Il bacio di Swann di André Aciman libri da leggere estate 2023

Aciman, che cos’è, per lei, la nostalgia?
“Ci sono due tipi di nostalgia. Quella che le persone provano quando ricordano il passato e, ricordandolo, ne sentono la mancanza e soffrono di questo e una seconda forma, che è quella che mi appartiene, e che è un prodotto letterario. La nostalgia che provo io esiste quasi solamente sulla carta: scrivendo riporto alla mente memorie che risultano essere un prodotto della scrittura stessa, di cui non ero neppure conscio prima. Nella scrittura scopro la mancanza, per esempio, di luoghi che non pensavo di avere il desiderio di rivedere”. 

Un aspetto rilevante nel testo è quello della diaspora; possiamo parlare di quella del popolo ebraico, ma è comune a tanti altri popoli. In che modo la diaspora intacca la memoria familiare?
“I membri della mia famiglia erano abbastanza colti e a casa nostra si parlava ancora ladino: spesso si tornava a parlare dell’esodo dalla Spagna, che per loro era ancora qualcosa di estremamente reale. Inoltre, erano tutti nati in Turchia, dunque provavano una certa nostalgia – o almeno credevano di provarla – anche per quel Paese. E io stesso, nato in Egitto, ho dovuto lasciarlo per andare in Italia e poi lasciare anche l’Italia. Sono cresciuto assorbendo vari livelli di nostalgia e distacco, perché nessuno dei miei familiari conosceva la Spagna e l’Egitto non era veramente casa nostra, così come non lo è stata davvero neppure l’Italia: sono diventato cittadino italiano perché mio padre, molto semplicemente, aveva comprato la cittadinanza. Più che una nostalgia vissuta, quella che ha percorso la mia famiglia, è una nostalgia trasmessa: certe cose vengono tramandate di generazione in generazione: è quanto vediamo accadere con i nipoti dei superstiti della Shoah”.

Proprio in riferimento a questo aspetto dell’Olocausto, lei scrive di come eventi del genere suscitino una memoria anche in chi non li ha vissuti in prima persona.
“È un aspetto che mi ha sempre interessato: oggi esistono una serie di teorie su come il trauma venga tramandato a chi non l’ha vissuto direttamente. Si tratta di una memoria ereditaria, attraverso cui il senso della fame, della paura, dello shock, viene trasmesso da una generazione all’altra; un qualcosa che si prova, si avverte, pur non riuscendo a dargli un nome. Per questo torniamo in Paesi come la Spagna o la Polonia a cercare qualcosa che per noi non è mai davvero esistito”.

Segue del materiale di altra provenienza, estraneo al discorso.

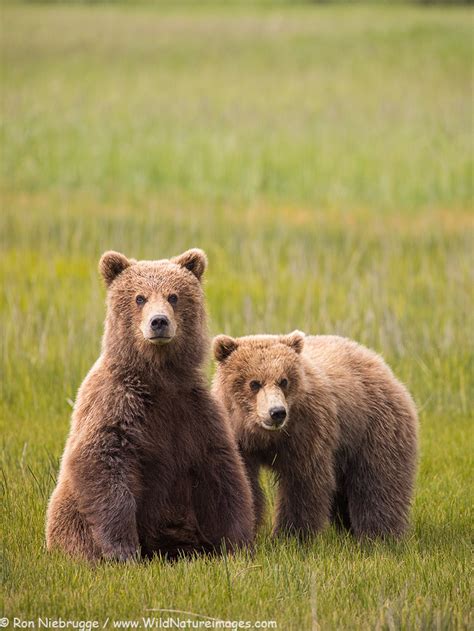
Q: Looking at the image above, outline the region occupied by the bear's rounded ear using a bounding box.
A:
[280,331,305,355]
[171,248,207,280]
[99,250,132,287]
[212,335,238,362]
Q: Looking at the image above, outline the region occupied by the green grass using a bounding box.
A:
[0,5,474,631]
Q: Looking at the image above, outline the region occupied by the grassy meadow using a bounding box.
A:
[0,3,474,631]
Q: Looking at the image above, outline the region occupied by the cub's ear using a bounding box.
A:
[212,335,239,362]
[99,250,132,287]
[171,248,207,280]
[280,331,305,355]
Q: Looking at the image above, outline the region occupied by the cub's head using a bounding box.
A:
[99,249,207,362]
[213,331,304,436]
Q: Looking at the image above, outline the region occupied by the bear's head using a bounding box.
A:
[99,248,207,367]
[213,331,304,436]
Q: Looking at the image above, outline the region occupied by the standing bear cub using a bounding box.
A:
[213,331,418,538]
[46,249,254,560]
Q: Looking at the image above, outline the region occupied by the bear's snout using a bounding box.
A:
[143,313,176,344]
[257,386,288,430]
[268,405,286,428]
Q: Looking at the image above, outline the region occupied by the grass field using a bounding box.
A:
[1,4,474,631]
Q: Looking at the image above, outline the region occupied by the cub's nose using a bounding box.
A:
[150,314,170,333]
[269,406,286,426]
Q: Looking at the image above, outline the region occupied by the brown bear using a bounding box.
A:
[213,331,418,538]
[46,249,254,560]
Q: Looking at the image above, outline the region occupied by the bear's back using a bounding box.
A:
[303,335,416,446]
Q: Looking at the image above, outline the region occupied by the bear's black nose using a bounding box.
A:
[150,314,170,331]
[270,406,286,425]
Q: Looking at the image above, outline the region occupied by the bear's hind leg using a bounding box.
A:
[346,456,413,538]
[331,486,352,532]
[46,496,100,561]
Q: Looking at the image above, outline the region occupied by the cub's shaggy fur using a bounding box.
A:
[213,331,418,537]
[46,249,254,561]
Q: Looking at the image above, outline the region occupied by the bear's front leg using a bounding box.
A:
[193,446,255,551]
[273,462,335,539]
[70,432,139,561]
[241,452,265,528]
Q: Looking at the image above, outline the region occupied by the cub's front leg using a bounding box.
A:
[273,452,335,539]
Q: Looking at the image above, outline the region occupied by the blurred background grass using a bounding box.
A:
[0,3,473,629]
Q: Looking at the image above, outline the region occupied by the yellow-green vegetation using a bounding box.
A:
[1,4,474,631]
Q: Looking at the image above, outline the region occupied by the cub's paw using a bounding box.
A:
[102,541,140,563]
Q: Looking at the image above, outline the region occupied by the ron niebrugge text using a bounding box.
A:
[8,616,278,631]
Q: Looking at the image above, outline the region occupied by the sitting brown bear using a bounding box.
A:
[46,249,254,560]
[213,331,418,537]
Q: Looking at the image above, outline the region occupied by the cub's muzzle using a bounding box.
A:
[257,387,288,430]
[145,313,175,344]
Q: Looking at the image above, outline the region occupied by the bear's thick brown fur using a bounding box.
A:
[46,249,254,560]
[213,331,418,537]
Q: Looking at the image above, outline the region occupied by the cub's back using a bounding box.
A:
[303,335,416,444]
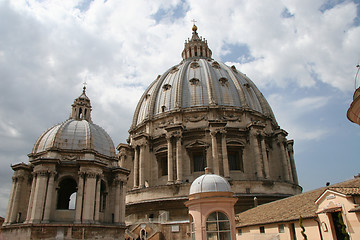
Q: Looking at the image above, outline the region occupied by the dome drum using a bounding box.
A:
[124,24,301,236]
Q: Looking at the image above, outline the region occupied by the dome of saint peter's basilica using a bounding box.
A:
[117,25,301,237]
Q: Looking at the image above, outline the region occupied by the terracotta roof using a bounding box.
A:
[329,187,360,195]
[236,178,360,227]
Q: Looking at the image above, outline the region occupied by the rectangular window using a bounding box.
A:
[160,155,168,176]
[278,224,285,233]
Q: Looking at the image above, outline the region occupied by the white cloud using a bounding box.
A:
[0,0,360,215]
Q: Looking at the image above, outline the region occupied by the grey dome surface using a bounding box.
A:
[133,57,276,127]
[189,174,231,195]
[32,119,115,157]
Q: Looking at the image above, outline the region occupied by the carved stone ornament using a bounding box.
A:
[170,67,179,73]
[185,114,207,122]
[190,62,200,68]
[211,61,220,69]
[220,114,241,122]
[189,78,200,86]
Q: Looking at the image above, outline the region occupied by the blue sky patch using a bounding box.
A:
[221,44,255,63]
[77,0,94,12]
[281,8,295,18]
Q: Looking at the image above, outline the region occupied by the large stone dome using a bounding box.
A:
[122,27,301,235]
[32,88,115,157]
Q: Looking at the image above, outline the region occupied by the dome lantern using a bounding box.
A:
[181,24,212,60]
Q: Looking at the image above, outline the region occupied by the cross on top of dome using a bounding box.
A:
[70,85,92,122]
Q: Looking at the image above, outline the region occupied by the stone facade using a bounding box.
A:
[2,88,129,239]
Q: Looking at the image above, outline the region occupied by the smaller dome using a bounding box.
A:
[189,174,232,195]
[32,119,115,157]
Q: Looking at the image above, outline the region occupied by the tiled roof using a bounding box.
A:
[236,178,360,227]
[330,187,360,195]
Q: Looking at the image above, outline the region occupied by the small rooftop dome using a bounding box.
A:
[32,86,115,157]
[189,174,232,195]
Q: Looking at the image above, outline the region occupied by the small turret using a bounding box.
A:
[70,86,92,123]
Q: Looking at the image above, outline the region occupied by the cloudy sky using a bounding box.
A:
[0,0,360,216]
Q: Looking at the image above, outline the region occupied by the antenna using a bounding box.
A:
[354,64,360,90]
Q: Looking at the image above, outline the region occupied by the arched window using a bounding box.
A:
[206,212,231,240]
[56,178,77,209]
[190,215,195,240]
[100,180,107,212]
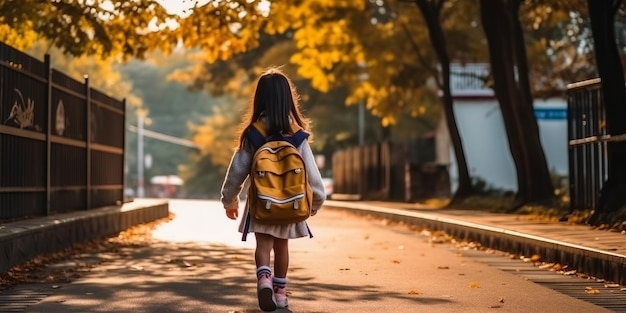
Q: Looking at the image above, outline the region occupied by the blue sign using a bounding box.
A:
[535,108,567,120]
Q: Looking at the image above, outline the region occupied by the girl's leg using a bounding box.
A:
[254,233,276,312]
[254,233,274,268]
[274,238,289,278]
[272,238,289,308]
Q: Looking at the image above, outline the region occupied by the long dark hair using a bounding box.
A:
[239,67,310,147]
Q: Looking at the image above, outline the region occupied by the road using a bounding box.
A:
[14,200,608,313]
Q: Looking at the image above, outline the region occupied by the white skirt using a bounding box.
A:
[239,205,313,241]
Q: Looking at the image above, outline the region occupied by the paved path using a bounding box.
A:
[4,200,607,313]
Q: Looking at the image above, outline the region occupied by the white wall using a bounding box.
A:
[438,98,568,191]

In questo libro lei parla del legame tra ricordo e atto creativo: questo aspetto come si riflette nella sua attività di scrittore?
“Quando si scrive del passato si finisce sempre per adoperare la voce del romanziere. Il racconto è un atto creativo, per questo si riesce anche a ritrovare la voce di persone mai conosciute, o magari conosciute solo attraverso i ricordi di altri. Il fatto di raccontare certe cose, di crearle, le fa diventare reali nel momento stesso della scrittura. Ma questo, allo stesso tempo, succede anche al contrario. Quando è uscito Chiamami col tuo nome mi chiedevano se parlava di cose realmente successe: non ho mai dato una risposta. Non sono più capace di dire: ‘questo è successo veramente e questo l’ho inventato’ perché, nel momento in cui si scrive, basta mettere una virgola in un punto invece che in un altro per modificare la realtà. Credo che la scrittura, per un autore, sia sempre un modo di ritrovare nel passato certe cose che magari non sono esistite, ma avrebbero dovuto esistere”.

Dalle pagine emergono quattro grandi città: Alessandria, Roma, Parigi e New York. Il significato che queste città hanno per lei è cambiato nel corso del tempo?
“In conclusione al mio romanzo Cercami ho inserito un episodio a Roma, un episodio a Parigi, un episodio a New York e l’ultimo ad Alessandria. Queste quattro città mi definiscono in molti modi: Parigi non l’ho mai vissuta veramente, sono sempre andato in periodi di vacanza, come disse un critico, è un rendez-vous manqué, una città desiderata e mai vissuta; a New York abito, ma non mi considero un newyorkese; sono effettivamente italiano ma non sono più cittadino italiano; Alessandria, non l’ho mai amata. Come si può, allora, definire una persona che allo stesso tempo è e non è cittadino di quattro città? Questo ha sempre rappresentato un rompicapo che non riesco a risolvere”.

In generale questo testo si presenta come un pellegrinaggio attraverso i luoghi e le voce di alcuni autori e personaggi della cultura.
“Tutti i personaggi che ho citato nel Bacio di Swann sono stati molto importanti per me. Scrittori, pittori, filosofi, compositori che mi hanno fatto capire che erano tutti alla ricerca di qualcosa che non riuscivano ad afferrare e che io, presuntuoso, credevo di aver capito. Alla fine, interpretandoli tutti male, cercavo di capire me stesso e di dare un senso a questo concetto che ripeto nel libro, di qualcosa che sarebbe potuto accadere eppure non è mai successo e del desiderio che si innesta su questo pensiero. Attraverso questi personaggi ho capito che esisto in un modo, come mi piace definirlo, congiuntivo, nella speculazione di me stesso”. 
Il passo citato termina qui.